Your House Burns Down. Your AI Remembers Everything.
We built AitherOS to be an AI operating system that learns, remembers, and evolves. But until today, all of that memory lived on a single disk. If the house burned down, Jarvis would wake up on a new machine with amnesia.
That is not acceptable.
The Problem
AitherOS runs 40+ Docker containers orchestrating everything from LLM inference to agent coordination to creative pipelines. The data that matters -- the secrets vault, conversation memory, persona state, PostgreSQL databases, training artifacts, audit logs -- all lives in Docker volumes and bind mounts on one machine.
We had local backups running (AitherRecover bundles every 6 hours, pg_dump every 15 minutes, ACTA snapshots every 10 minutes). But every copy lived on the same disk. A house fire, a theft, a catastrophic disk failure -- and everything is gone.
The goal: automated offsite backup to GitHub, zero manual steps, encrypted, every 6 hours.
What We Built
One Encrypted Tarball, Three API Calls
The original backup design walked 1,600+ files, computed SHA-256 for each, then made 2 GitHub API calls per file (GET to check existence, PUT to upload). That is 3,200+ HTTPS calls. The container would crash before finishing.
The fix is embarrassingly simple: compress everything into a single tarball, encrypt it, upload one file.
tar -czfall critical paths into a single compressed archive (~3 MB)- Fernet-encrypt it with
AITHER_MASTER_KEY(~4 MB) - Upload ONE file to GitHub via Contents API
| Metric | Before | After |
|---|---|---|
| GitHub API calls per backup | 3,200+ | 3 |
| Backup size | N/A (crashed) | 3.8 MB encrypted |
| Time to complete | Never finished | ~10 seconds |
| Files protected | 0 | 635 |
The Three Bugs That Took 4 Hours
Bug 1: Compound service startup events never fire. AitherRecover runs inside SecurityCore as a compound sub-service (FastAPI app.mount). But @app.on_event("startup") handlers do not fire for mounted sub-apps. The auto-backup loop literally never started. We fixed this by explicitly firing sub-app startup handlers in SecurityCore's lifespan context manager.
Bug 2: Token resolution during boot. get_secret("GITHUB_TOKEN") makes an HTTP call to AitherSecrets with a 0.5-second timeout. During startup, services are still booting and the call times out. The fix: check os.environ first (injected by Docker Compose), vault second.

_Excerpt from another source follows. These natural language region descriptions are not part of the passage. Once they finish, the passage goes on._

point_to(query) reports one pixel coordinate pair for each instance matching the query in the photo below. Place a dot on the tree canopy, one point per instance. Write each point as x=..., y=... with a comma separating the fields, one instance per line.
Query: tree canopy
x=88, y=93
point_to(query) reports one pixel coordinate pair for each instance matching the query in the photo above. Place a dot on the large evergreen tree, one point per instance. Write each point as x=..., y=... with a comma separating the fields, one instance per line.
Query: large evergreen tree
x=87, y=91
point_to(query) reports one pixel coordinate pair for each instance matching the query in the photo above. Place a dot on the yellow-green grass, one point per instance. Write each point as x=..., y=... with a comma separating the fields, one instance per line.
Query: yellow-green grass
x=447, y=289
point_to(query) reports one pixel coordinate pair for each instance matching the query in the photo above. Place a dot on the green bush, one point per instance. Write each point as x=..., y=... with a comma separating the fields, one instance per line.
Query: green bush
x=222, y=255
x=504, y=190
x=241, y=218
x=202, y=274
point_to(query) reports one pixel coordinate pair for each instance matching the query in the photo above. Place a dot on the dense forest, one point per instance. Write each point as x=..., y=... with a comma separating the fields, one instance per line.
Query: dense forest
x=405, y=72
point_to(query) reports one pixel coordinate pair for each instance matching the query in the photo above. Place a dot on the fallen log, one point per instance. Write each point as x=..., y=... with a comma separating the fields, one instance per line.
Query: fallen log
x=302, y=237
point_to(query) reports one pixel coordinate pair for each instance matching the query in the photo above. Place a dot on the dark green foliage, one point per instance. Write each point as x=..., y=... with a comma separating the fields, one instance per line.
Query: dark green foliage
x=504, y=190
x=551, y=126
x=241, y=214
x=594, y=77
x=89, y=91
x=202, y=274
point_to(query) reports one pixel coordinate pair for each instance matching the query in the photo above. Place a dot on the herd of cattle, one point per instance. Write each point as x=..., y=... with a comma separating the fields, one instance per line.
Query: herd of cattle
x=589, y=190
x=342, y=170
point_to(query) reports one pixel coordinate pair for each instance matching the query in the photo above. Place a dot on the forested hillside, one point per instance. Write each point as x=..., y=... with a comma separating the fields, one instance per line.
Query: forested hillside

Bug 3: pg_dumpall version mismatch. PostgreSQL 16 was running but the container only had pg client 15. pg_dumpall refuses to work across major versions. We added postgresql-client-16 from the PGDG repo to the Dockerfile.
What Gets Backed Up
The critical paths are surgical -- only tier-1 data that cannot be regenerated:
- Secrets vault (vault.enc, signing keys, CA certificates)
- Identity data (users, roles, agent identities)
- PostgreSQL dumps (tenant databases, RBAC state)
- Persona memory (Spirit, ACTA, conversation history)
- Configuration (personas, RBAC groups/roles)
- Encrypted .env snapshot (all passwords, API keys)
Everything else (model weights, codegraph embeddings, TLS certs, training checkpoints) is either re-downloadable or regenerable.
The Recovery Runbook
If everything is lost, recovery takes about 2 hours:
- Clone AitherOS from GitHub (source code survived)
- Download the encrypted backup tarball from the AitherBackup private repo
- Decrypt with your escrowed master key
- Extract, start services, restore PostgreSQL
- Reissue TLS certificates (one API call)
- Rebuild codegraph index (25 minutes)
Most of the time is Docker image pulls and model downloads from HuggingFace.
The One Thing You Must Do Manually
Escrow your AITHER_MASTER_KEY. It encrypts both the secrets vault and the backup tarball. Without it, the backup is just encrypted noise. Store it in a password manager, a safety deposit box, or somewhere it will survive whatever destroys your hardware. That is the one manual step that cannot be automated.
What is Next
The backup runs every 6 hours automatically. The next iteration will add incremental diffs, WAL streaming for PostgreSQL (5-minute RPO instead of 15-minute), and quarterly automated restore drills on a clean VM.
For now, the AI survives a house fire. That is enough for today.
Built with AitherOS. The backup system that took 4 hours of debugging compound FastAPI startup events, Docker pg_dumpall version mismatches, and GitHub API rate limits to get one 3.8 MB file uploaded.